Glad I saw it, but yeah ... not again.
Thirst
I found out about this movie when I walked past The Charles Theater and saw the poster in the window; Park Chan Wook directed a movie I love so much I feel compelled to watch everything he makes, even though I've been less than impressed with his other endeavors so far (with the exception of the short film Cut in Three Extremes, that was pretty good :-)). Thirst is not as good as Oldboy (and nothing ever will be) but it is a hell of a lot better than his other two movies. And a hell of a lot better than any other vampire movie out there for the last couple of years.
I like something Roger Ebert had to say in his review of this movie: contrary to current vampire shit that's out there, a real vampire would not be anything erotic (let alone something that exists solely to fall in love with lame teenage girls), a real vampire would probably look more like a drug addict. That's where this movie operates from and its one of the few that gives me some minor hope that vampires can be rescued from the erotica and brain dead teen crowd. The man in the movie is a Catholic priest (no, vampires don't care about religious symbols, a change I'm fine with since I always found it kind of stupid anyway) that signed up for a medical experiment to try and help people and wound up a vampire as a result of a blood transfusion - yeah, it sounds thin, but this part is brushed by pretty quickly, its not what's important.
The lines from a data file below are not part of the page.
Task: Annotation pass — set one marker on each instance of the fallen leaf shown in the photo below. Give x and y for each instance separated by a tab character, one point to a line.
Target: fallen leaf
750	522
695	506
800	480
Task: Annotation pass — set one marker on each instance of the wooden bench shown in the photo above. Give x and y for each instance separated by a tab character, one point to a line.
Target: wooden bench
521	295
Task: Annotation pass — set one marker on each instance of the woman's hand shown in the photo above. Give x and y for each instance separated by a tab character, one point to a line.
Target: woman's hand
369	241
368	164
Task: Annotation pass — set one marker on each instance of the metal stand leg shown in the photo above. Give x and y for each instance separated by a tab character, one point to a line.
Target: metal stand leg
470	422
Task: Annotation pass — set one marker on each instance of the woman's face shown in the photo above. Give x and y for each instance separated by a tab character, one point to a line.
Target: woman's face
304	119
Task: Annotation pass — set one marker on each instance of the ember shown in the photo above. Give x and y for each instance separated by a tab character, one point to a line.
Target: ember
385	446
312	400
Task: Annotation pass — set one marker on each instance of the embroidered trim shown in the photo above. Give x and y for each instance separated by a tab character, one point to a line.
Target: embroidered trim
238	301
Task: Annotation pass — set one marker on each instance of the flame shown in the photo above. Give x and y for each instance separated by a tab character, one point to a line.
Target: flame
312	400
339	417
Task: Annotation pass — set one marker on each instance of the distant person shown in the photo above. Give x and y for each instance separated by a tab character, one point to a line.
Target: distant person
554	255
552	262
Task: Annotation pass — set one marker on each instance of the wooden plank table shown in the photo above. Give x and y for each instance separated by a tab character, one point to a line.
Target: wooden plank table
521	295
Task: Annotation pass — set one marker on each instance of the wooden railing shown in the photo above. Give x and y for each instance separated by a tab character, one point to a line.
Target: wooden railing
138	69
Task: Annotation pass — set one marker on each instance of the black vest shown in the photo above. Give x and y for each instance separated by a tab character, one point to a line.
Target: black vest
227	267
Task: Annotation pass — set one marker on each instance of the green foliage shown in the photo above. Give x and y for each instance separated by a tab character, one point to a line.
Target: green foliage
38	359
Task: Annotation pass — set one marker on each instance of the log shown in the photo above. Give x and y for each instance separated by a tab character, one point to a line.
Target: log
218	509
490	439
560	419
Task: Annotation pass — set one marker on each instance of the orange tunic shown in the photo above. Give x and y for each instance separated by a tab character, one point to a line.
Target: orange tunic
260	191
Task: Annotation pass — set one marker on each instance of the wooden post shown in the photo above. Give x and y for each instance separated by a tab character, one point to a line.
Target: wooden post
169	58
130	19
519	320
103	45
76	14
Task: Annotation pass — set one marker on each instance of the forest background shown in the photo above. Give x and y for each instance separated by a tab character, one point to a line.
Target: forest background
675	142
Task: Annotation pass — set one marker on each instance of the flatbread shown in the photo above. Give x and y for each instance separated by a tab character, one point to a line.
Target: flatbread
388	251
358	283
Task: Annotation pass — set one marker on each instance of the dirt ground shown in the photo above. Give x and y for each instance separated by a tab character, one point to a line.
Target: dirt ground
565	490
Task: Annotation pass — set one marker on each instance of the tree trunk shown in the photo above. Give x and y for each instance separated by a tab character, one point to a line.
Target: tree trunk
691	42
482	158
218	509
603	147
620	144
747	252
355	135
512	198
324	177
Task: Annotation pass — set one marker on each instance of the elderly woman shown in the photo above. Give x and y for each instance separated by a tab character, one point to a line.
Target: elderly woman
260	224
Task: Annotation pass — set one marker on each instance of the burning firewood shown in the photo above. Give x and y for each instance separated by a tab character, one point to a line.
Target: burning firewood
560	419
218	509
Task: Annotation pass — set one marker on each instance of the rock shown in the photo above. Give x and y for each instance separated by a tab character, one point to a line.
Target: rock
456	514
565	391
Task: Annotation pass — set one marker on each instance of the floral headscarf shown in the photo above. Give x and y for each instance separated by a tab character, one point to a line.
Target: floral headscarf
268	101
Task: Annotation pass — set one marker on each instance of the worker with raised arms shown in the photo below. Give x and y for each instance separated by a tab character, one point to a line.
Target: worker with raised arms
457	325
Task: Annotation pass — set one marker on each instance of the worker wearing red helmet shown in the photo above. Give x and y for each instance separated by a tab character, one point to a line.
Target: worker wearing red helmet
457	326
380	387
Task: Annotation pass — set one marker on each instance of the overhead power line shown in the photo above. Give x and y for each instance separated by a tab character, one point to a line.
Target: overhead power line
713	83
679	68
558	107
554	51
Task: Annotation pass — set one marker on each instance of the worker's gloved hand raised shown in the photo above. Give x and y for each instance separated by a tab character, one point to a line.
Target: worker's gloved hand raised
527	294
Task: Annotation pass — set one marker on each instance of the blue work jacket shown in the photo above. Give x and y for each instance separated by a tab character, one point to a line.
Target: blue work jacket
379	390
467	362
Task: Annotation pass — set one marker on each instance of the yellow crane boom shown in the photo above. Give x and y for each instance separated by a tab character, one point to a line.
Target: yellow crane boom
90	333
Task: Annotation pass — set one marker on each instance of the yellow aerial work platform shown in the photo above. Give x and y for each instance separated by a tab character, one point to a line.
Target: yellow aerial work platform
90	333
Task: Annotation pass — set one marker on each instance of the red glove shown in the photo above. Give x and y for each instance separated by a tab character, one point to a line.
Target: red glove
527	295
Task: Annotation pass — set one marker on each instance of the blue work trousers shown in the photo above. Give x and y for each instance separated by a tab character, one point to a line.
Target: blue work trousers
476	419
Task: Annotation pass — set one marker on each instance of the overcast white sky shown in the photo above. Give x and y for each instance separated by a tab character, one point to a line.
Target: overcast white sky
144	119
He's not a bad man, he doesn't want to hurt anyone, but he can't always help himself from doing things he regrets later. And it only gets worse when he hooks up with a married woman; yeah, no fun and erotic romance this one. She's been treated like a slave her whole life by the woman who raised her and her so spoiled he never really grew up son, who is now the woman's husband; she hovers over her husband while he's sleeping and pretends to stab him in the face over and over again, she's a time bomb waiting to go off. Which is part of what attracts him to her, or at least part of him that appeared after he became a vampire; the rest of him wants to get away from her (especially after he sees realizes how gleefully psychotic she really is) and doesn't because he thinks she understands him and he doesn't want to be alone. He tells her his secret before long and, after recovering from her initial shock, she works to turn the situation to her advantage, and it all goes downhill fast from there.
Call it the anti-Twlight maybe. The two of them were so self destructive together, I kept expecting things to get a hell of a lot worse than it did. I enjoyed it, even the moments it drifted over into camp (something the director can almost always be expected to do, part of his style I guess).